The pages of the artists nominated for the PIPA Prize are gradually fed with content related to their work. Each participant has its page, in which there is information about its trajectory, images, texts, and/or videos about the works. These pages serve as a catalog of contemporary Brazilian art and can be updated by the artist at any time.
In this post, we present some pages of the 66 names of PIPA 2020. The artists below participate for the first time:
With a bachelor’s degree in Fine Arts by the Universidade de Brasília, Bia Leite focuses her studies on painting, engraving, drawing and cinema. Her collages are what guide her creative process, addressing subjects such as violence, conflict, daily life, love, questions about gender and sexuality and the strength of the TLGBQI+ family. Music shows up in her works as the soundtrack of metaphorical fictional images. It may be surprising to see her painting series including movie names, music albums, blogs and memes of Ceará’s drag queen reality show. Links between composition texts and acclaimed pop culture images.
Bruno Rios holds a Master’s degree in Arts and Bachelor degree in Visual Arts by Universidade Federal de Minas Gerais (UFMG). The questions related to the body, the landscape the displacement, the play, and the draw are concepts tools used by him in an intent to open possibilities for the world’s interpretation and reconfiguration.
Cecília Lima is a visual artist who lives and works in Brasilia, Brazil. Her production investigates the relations established due to walking in the city as a process, where the daily routes are the driving force on her field of research. She also takes interest in architecture and diverse materials, as objects, images and sounds that she gathers during those walks through the streets. The artist studies Visual Arts at the University of Brasilia – UnB. Exhibits regularly since 2017. In 2019, had her first solo show in Esponcedra Art and Culture Gallery, Barcelona, Spain.

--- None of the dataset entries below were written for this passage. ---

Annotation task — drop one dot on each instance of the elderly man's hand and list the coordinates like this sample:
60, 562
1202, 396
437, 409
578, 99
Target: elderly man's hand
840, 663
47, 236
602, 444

Eduardo Montelli’s practice moves between performance, video, photography, and archiving. His jobs expose several concerns about the influence of documentation, narratives and other forms of “registration own” in the way we live and are socially recognized. From an improvisation process and everyday experimentation in the spaces he lives, especially the houses, he produces images that intertwine fiction and reality, materiality and virtuality, revealing identity in constant construction and deconstruction.
Flávia Bertinato earned a BA in Fine Arts from IA / UNESP, a Master’s in Visual Arts from ECA / USP and currently she is a Ph.D. student in Fine Arts, Visuals and Interartes at EBA / UFMG. From a wide range of materiality and transpositions in the symbolic field, Flávia Bertinato has been exploring in her paintings, photographs, installations and sculptures, matters about ways of social interaction, intimacy, anonymity and allegorical constructions that problematizes the female gender.
Rodrigo Braga was born in Manaus (Amazon, Brazil) in 1976 and raised in Recife, where he pursued a degree in Visual Arts at the Federal University of Pernambuco (2002). In 2012 Braga won PIPA Popular Vote Exhibition category, during the Finalists Exhibition at MAM-Rio, and donated the work ‘Biólito’ to the permanent collection of the Museum. In 2013, the artist won the Emerging Talent Prize of Art Museum of São Paulo – MASP.
Hori holds a BFA and MFA from the University of Sao Paulo and currently is a PhD candidate in Visual Arts at Tokyo University of the Arts. She believes to be an essayist-zuihitsuka-artist, who in an erratic way, investigates varied themes of interest, testing different plastic solutions that tension the relationship between space, time, narrative, audience. Hori has been taking part on national and international exhibitions, artistic residencies, and has received the awards: “V Prêmio Diário Contemporâneo de Fotografia” (2014), “VI Prêmio de Artes Plásticas Marcantonio Vilaça e Rede Nacional Funarte” (2011), UNESCO – Aschberg Bursary Program for Artists (2011).